Example 5. The facts are the same as in Example 4, except no distribution occurs in 2002. In 2003, the entire balance in the account, $170,000 ($90,000 of contributions and $80,000 of earnings), is distributed to B. The distribution is treated as made from $10,000 of regular contributions, $60,000 of conversion contributions that were includible in gross income, $20,000 of conversion contributions that were not includible in gross income, and $80,000 of earnings. As a result, for 2003, B must include in gross income the $80,000 allocable to earnings, unless the distribution is a qualified distribution; and if it is not a qualified distribution, the $80,000 would be subject to the 10-percent additional tax under section 72(t), unless an exception applies.

Example 6. Individual C converts $20,000 to a Roth IRA in 1998 and $15,000 (in which amount C had a basis of $2,000) to another Roth IRA in 1999. No other contributions are made. In 2003, a $30,000 distribution, that is not a qualified distribution, is made to C. The distribution is treated as made from $20,000 of the 1998 conversion contribution and $10,000 of the 1999 conversion contribution that was includible in gross income.

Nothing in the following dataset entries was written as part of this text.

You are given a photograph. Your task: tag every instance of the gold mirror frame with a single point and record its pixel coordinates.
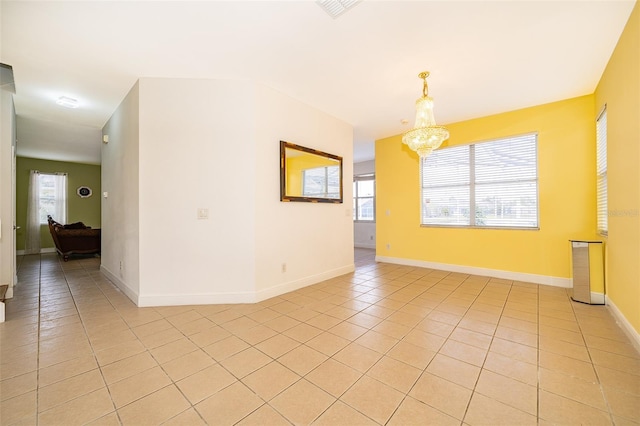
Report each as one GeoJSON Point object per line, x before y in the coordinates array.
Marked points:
{"type": "Point", "coordinates": [308, 175]}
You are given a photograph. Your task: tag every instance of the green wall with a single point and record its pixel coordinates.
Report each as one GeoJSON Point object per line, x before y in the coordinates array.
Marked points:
{"type": "Point", "coordinates": [85, 210]}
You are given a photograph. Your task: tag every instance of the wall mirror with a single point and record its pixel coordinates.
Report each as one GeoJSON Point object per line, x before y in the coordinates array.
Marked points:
{"type": "Point", "coordinates": [309, 175]}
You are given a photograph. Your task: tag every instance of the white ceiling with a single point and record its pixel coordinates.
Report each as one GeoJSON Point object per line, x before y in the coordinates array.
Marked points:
{"type": "Point", "coordinates": [485, 57]}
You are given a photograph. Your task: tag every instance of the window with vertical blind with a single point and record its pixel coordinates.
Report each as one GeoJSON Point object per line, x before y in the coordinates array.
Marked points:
{"type": "Point", "coordinates": [364, 202]}
{"type": "Point", "coordinates": [601, 172]}
{"type": "Point", "coordinates": [490, 184]}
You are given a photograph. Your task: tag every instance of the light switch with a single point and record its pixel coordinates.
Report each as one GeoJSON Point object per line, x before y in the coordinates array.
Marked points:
{"type": "Point", "coordinates": [203, 213]}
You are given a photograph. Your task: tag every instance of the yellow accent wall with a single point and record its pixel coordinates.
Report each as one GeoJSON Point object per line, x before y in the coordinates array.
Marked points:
{"type": "Point", "coordinates": [566, 179]}
{"type": "Point", "coordinates": [619, 89]}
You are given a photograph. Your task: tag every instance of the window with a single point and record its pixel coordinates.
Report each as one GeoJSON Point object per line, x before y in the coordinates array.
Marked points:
{"type": "Point", "coordinates": [364, 202]}
{"type": "Point", "coordinates": [497, 181]}
{"type": "Point", "coordinates": [322, 182]}
{"type": "Point", "coordinates": [52, 192]}
{"type": "Point", "coordinates": [601, 172]}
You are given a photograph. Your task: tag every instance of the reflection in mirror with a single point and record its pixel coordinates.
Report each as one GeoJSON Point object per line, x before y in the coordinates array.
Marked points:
{"type": "Point", "coordinates": [309, 175]}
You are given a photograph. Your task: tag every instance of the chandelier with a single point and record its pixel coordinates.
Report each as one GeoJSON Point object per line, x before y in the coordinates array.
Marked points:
{"type": "Point", "coordinates": [425, 135]}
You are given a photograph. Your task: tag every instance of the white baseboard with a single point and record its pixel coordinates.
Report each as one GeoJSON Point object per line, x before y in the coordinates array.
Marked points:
{"type": "Point", "coordinates": [131, 294]}
{"type": "Point", "coordinates": [496, 273]}
{"type": "Point", "coordinates": [624, 324]}
{"type": "Point", "coordinates": [148, 300]}
{"type": "Point", "coordinates": [42, 250]}
{"type": "Point", "coordinates": [283, 288]}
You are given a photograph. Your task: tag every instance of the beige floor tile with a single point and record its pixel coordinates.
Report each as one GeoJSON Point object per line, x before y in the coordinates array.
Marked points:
{"type": "Point", "coordinates": [376, 341]}
{"type": "Point", "coordinates": [155, 408]}
{"type": "Point", "coordinates": [518, 370]}
{"type": "Point", "coordinates": [348, 330]}
{"type": "Point", "coordinates": [560, 410]}
{"type": "Point", "coordinates": [569, 366]}
{"type": "Point", "coordinates": [341, 414]}
{"type": "Point", "coordinates": [245, 362]}
{"type": "Point", "coordinates": [68, 389]}
{"type": "Point", "coordinates": [270, 380]}
{"type": "Point", "coordinates": [413, 412]}
{"type": "Point", "coordinates": [173, 350]}
{"type": "Point", "coordinates": [425, 340]}
{"type": "Point", "coordinates": [302, 332]}
{"type": "Point", "coordinates": [302, 359]}
{"type": "Point", "coordinates": [487, 411]}
{"type": "Point", "coordinates": [116, 353]}
{"type": "Point", "coordinates": [408, 353]}
{"type": "Point", "coordinates": [264, 416]}
{"type": "Point", "coordinates": [514, 350]}
{"type": "Point", "coordinates": [454, 370]}
{"type": "Point", "coordinates": [588, 393]}
{"type": "Point", "coordinates": [333, 377]}
{"type": "Point", "coordinates": [189, 417]}
{"type": "Point", "coordinates": [623, 404]}
{"type": "Point", "coordinates": [225, 348]}
{"type": "Point", "coordinates": [138, 386]}
{"type": "Point", "coordinates": [277, 345]}
{"type": "Point", "coordinates": [441, 394]}
{"type": "Point", "coordinates": [396, 374]}
{"type": "Point", "coordinates": [463, 352]}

As a result, for 2003, no amount is includible in gross income; however, because $10,000 is allocable to a conversion contribution made within the previous 5 taxable years, that amount is subject to the 10-percent additional tax under section 72(t) as if the amount were includible in gross income for 2003, unless an exception applies. The result would be the same whichever of C's Roth IRAs made the distribution.

Example 7. The facts are the same as in Example 6, except that the distribution is a qualified distribution. The result is the same as in Example 6, except that no amount would be subject to the 10-percent additional tax under section 72(t), because, to be a qualified distribution, the distribution must be made on or after the date on which the owner attains age 59\1/2\, made to a beneficiary or the estate of the owner on or after the date of the owner's death, attributable to the owner's being disabled within the meaning of section 72(m)(7), or to which section 72(t)(2)(F) applies (exception for a first-time home purchase). Under section 72(t)(2), each of these conditions is also an exception to the tax under section 72(t).

Example 8. Individual D makes a $2,000 regular contribution to a traditional IRA on January 1, 1999, for 1998. On April 15, 1999, when the $2,000 has increased to $2,500, D recharacterizes the contribution by transferring the $2,500 to a Roth IRA (pursuant to Sec. 1.408A-5 A-1). In this case, D's regular contribution to the Roth IRA for 1998 is $2,000. The $500 of earnings is not treated as a contribution to the Roth IRA. The results would be the same if the $2,000 had decreased to $1,500 prior to the recharacterization.

Example 9. In December 1998, individual E receives a distribution from his traditional IRA of $300,000 and in January 1999 he contributes the $300,000 to a Roth IRA as a conversion contribution. In April 1999, when the $300,000 has increased to $350,000, E recharacterizes the conversion contribution by transferring the $350,000 to a traditional IRA. In this case, E's conversion contribution for 1998 is $0, because the $300,000 conversion contribution and the earnings of $50,000 are disregarded. The results would be the same if the $300,000 had decreased to $250,000 prior to the recharacterization. Further, since the conversion is disregarded, the $300,000 is not includible in gross income in 1998.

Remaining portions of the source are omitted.